Coil Network
Most of this specification is focused on the single-head Gummiworm variant. In this variant, most of the infrastructure is self-hosted: it is the head’s responsibility to select head and coil operators, and establish for their users the trustworthiness of that configuration.
Part of the ultimate vision for Gummiworm, however, is to offer non-custody as a service. That is, new businesses which don’t or can’t go through the effort of establishing their own high-quality coil network, can instead rent one from the gummiworm protocol directly.
We’ll refer to this as the coil network where we believe context makes it clear what we’re discussing.
Detailed specification work still needs to happen for this network, but a loose architecture for how it will work has become clear. It is best explained in the form of a few user journeys.
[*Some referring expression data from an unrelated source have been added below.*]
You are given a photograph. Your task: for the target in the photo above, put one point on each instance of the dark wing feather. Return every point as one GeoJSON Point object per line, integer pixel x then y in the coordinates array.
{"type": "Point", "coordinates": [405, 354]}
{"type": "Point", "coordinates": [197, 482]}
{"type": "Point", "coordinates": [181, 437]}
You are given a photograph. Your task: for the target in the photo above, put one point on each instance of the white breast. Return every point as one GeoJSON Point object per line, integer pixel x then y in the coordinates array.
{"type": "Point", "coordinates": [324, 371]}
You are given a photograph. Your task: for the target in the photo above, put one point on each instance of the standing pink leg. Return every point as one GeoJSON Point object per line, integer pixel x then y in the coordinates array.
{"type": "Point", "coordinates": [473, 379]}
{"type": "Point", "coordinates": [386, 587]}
First, consider Alice, who wishes to become a coil validator. She registers, on-chain, details about herself as a coil peer: which IP addresses can be used to contact her nodes; geographic data about the location of her nodes; a zkDID showing that she is a citizen of the EU.
This is permissionless, in that anyone can register and become a coil peer.
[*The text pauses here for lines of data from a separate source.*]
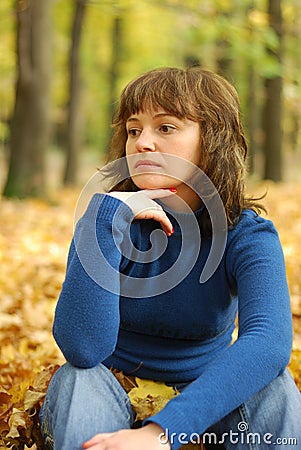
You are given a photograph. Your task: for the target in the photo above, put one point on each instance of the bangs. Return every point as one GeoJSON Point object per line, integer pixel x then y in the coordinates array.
{"type": "Point", "coordinates": [158, 89]}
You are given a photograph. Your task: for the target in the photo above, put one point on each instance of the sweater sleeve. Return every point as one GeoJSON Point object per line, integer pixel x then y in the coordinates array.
{"type": "Point", "coordinates": [87, 313]}
{"type": "Point", "coordinates": [255, 267]}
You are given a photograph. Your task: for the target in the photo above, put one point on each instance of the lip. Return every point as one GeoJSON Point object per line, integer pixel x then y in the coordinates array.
{"type": "Point", "coordinates": [146, 163]}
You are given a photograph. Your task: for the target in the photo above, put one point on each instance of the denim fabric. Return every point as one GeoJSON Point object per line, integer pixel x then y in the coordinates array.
{"type": "Point", "coordinates": [83, 402]}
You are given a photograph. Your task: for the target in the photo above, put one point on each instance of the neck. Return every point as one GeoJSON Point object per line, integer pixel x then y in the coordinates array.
{"type": "Point", "coordinates": [184, 199]}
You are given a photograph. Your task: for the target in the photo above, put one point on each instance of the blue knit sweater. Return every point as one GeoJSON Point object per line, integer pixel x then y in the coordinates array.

As Alice is selected to participate in new heads (a process described in more detail below), she acrues revenue (see the section on incentives) and reputation.
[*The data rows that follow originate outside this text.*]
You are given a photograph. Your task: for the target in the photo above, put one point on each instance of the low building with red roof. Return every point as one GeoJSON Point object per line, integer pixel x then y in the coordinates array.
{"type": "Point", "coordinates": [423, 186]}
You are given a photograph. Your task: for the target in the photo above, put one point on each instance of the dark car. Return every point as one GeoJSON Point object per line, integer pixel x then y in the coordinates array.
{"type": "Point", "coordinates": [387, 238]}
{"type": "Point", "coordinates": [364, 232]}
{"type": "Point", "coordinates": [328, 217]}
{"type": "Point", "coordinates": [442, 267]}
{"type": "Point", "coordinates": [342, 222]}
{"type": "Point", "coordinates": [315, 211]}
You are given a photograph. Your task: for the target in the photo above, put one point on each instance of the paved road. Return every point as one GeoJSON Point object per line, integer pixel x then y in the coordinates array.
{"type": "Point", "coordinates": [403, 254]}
Now consider Bob, a small business owner who would like to offer a crypto-connected service with his own custom ledger, without worrying about custodying user funds.
Bob registers the intent to open a Gummiworm head, posting a significant bond for doing so. He registers his expected throughput requirements, and any regulatory restrictions for the peer operators (for example, must have a zkDID that can be re-encrypted in the case of fraud).
An open question from here is whether the protocol has set fee tiers, or whether some form of silent / hidden budget auction occurs among the peers to set the monthly rent for the head.
In any case, a monthly rate is established, and the head is opened.
Finally, we would provide clear guidance for wallets and other tools for surfacing sufficient and informative details about a head before the user interacts with it; Are the head operators KYC’d? What is the ultimate quorum? How long has the head been in operation? What is the accumulated reputation of each peer?
Some open questions we would need to solve here are:
- How is that rent price determined?
- How do we avoid sybil attacks, or is a bond per peer sufficient?
- How do we avoid a situation where the head is able to greatly influence it’s selection of peers?
- How do we ensure even unsophisticated users are educated on the risks involved with interacting with any particular head?